Tuesday, March 11, 2014

Bulk loading HANA

For the last few days, I've been experimenting with ways to get large chunks of data into HANA. I thought I'd share some performance results I've observed during these experiments.

About the Run-Time Environment

I've decided to work with the so-called Global Historical Climatology Network data. This is available from several sources, including NOAA.  For the US in the first two months of 2014, there are about 4 million observation records from 36,000 weather stations. Historical data goes back to 1763. I think this data set is large enough to give me a way to learn and evaluate HANA's big data capabilities.

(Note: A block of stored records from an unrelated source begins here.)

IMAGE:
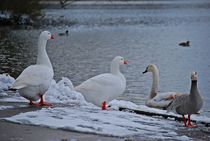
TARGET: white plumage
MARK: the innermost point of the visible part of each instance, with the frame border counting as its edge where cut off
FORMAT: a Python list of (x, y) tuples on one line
[(35, 80), (104, 87), (155, 99)]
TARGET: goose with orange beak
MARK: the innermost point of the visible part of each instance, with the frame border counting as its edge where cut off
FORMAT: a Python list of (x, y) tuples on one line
[(35, 80), (105, 87)]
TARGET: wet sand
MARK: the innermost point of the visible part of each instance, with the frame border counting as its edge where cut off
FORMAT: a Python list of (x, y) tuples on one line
[(18, 132)]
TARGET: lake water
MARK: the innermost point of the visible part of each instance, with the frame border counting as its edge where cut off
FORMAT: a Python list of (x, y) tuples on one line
[(143, 34)]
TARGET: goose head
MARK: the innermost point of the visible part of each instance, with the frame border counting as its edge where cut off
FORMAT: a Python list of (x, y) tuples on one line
[(46, 35), (194, 76), (119, 60), (150, 68)]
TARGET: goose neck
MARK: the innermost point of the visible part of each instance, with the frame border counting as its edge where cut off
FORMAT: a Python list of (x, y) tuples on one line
[(42, 58), (155, 82), (194, 89), (115, 68)]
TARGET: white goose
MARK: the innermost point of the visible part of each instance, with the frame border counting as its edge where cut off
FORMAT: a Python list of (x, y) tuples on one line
[(35, 80), (155, 99), (104, 87)]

There are two tables in my starter database; a weather observation table with 9 columns and a weather station info table with 8 columns.

Three Ways to Load Data

I've tried three ways to load data (there are others):

  • CSV files included in a HANA XS project.
  • A linked table in Microsoft Access.  This uses the HANA ODBC driver
  • A web service hosted in HANA combined with a SAPUI5 File Upload control.  (Update:  Because the SAPUI 5 control can only upload one file at a time, I switched to a drag and drop interface that can queue up lots of files for sequential upload.  This works a lot better).
Loading Data Using CSV in HANA Studio Project

When you create a HANA XS project, you can include CSV files that are loaded when the project is deployed and activated. While handy, I quickly discovered this method is useless for data sets larger than 3 or 4 megabytes.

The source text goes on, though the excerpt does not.